In a note on Tuesday, Jonathan Golub, chief U.S. equity strategist and head of quantitative research, and others said that while the Fed’s projected rate hikes “might appear restrictive, they are unlikely to sufficiently tame the current torrid pace of inflation.” “Put differently, not only is the rate too low today, but it will likely be too low even after the Fed completes its projected rate hikes,” they wrote.
The Credit Suisse
analysts highlighted a well-known formula for monetary policy known as the “Taylor Rule,” which acts as a rule of thumb or guide for where the Fed’s main policy rate ought to be relative to inflation, output, and/or the state of the economy. The formula would imply a fed funds rate target of 9.8%, according to Credit Suisse.
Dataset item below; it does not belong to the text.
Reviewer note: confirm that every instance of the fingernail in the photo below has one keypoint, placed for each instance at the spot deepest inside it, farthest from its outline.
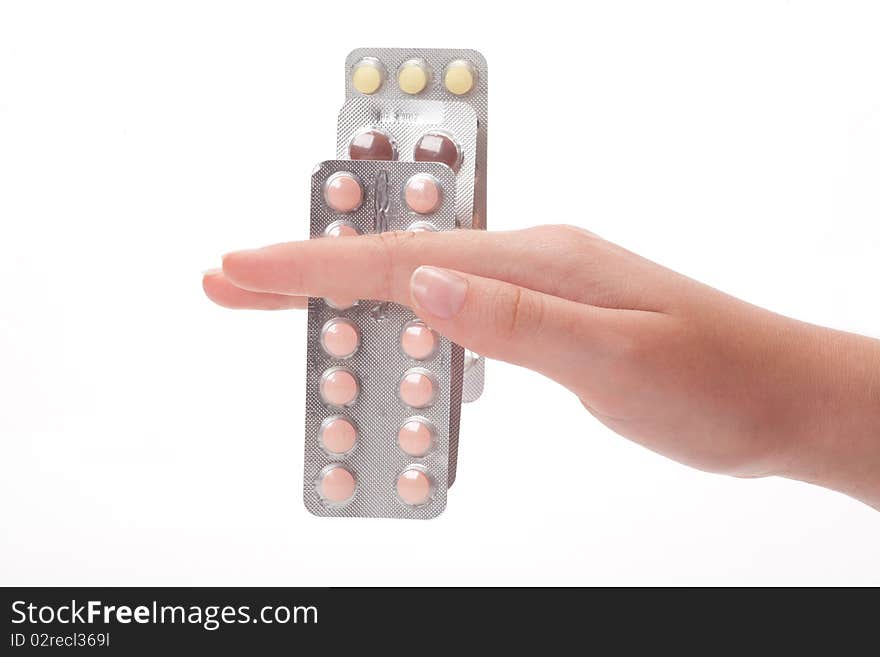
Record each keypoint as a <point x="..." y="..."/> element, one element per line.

That compares with its current level between 0.25% and 0.5%, which is projected to get to just 2.8% by the end of next year.
The chart below shows how far off policy makers are from the Taylor Rule. The addition of half-point rate hikes would help bring them closer, but would still leave policy extremely accommodative.
Forecasters can come away with vastly different conclusions about interest rates after using the Taylor Rule, particularly if they use different projections for inflation and growth in output. And the rule serves only as a recommendation.
In Golub’s mind, inflation is likely to stay persistently high throughout the current recovery. The annual headline U.S. inflation rate is already at its highest since 1982, and Fed Chairman Jerome Powell and other officials have raised the prospect of hiking rates by a larger-than-normal, half-point increment to combat price gains.
“The increments of rate hikes wouldn’t change the underlying question, which is: ‘Where is the terminal rate and why wouldn’t we move toward that terminal rate more quickly?” Golub said via phone. Fed policy makers could theoretically shift to a string of 50 basis point moves, “but even so, we would still be too low over the near term.”
“The real question is, ‘What is the level of interest rates that would cause the economy to face a headwind?’ ” he said. “If we take two years to get there and move too slowly, you’re effectively adding stimulus.”
On Wednesday, investors returned to buying Treasuries, sending the benchmark 10-year rate
down to below 2.4% and yields lower across the curve.